I have recently read several books/watched several films about Japan's military culture during the war.

The Japanese seem to have had a belief that in military engagements, they could triumph through a sheer exercise of will and bravery. This is why their commanders have often taken outright irrational gambles with the lives of tens of thousands of men. Add to this a culture that placed literally no value in the life of the individual soldier (think of how US pop culture sometimes portrays Russian commanders during WW2, except actually for real), and you will have a recipe for disaster. (During the last months of the war, Japanese generals were literally discussing a plan to exterminate women, children, and the elderly in the Home Islands to allow the men to fight to the death).

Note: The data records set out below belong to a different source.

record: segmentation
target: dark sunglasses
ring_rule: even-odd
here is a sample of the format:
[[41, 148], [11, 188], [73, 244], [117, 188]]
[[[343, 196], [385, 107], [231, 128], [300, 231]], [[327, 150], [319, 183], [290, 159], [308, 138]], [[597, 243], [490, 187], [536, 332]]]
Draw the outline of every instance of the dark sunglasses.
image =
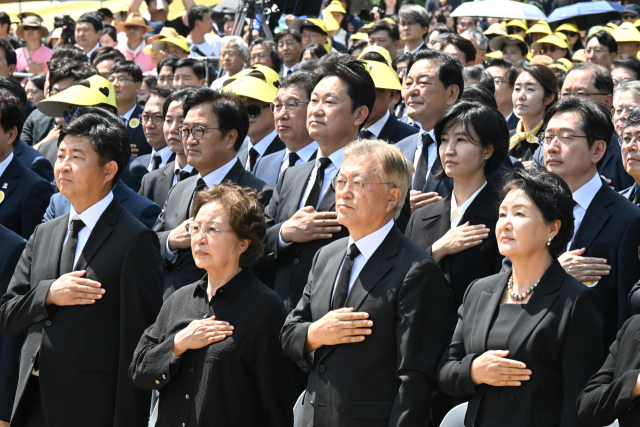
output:
[[64, 118], [65, 123], [69, 123], [71, 119], [75, 119], [80, 114], [80, 107], [76, 107], [73, 110], [64, 110], [62, 113], [62, 117]]
[[255, 119], [260, 117], [260, 114], [262, 114], [262, 110], [264, 110], [265, 108], [269, 108], [269, 106], [265, 105], [264, 107], [260, 107], [256, 104], [249, 104], [247, 105], [247, 113], [249, 113], [249, 117]]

America prevailed because American commanders were infinitely more rational, and backed up by an industrial military machine that allowed them to produce more weapons reliably, while  progressively damaging the Japanese ability to produce and supply their own weapons more and more.

This meant that America was practically bound to win any long-term conflict with Japan.

 The Japanese had Takeda clan ideas-- they needed Oda Nobunaga. See Nagashino, battle of.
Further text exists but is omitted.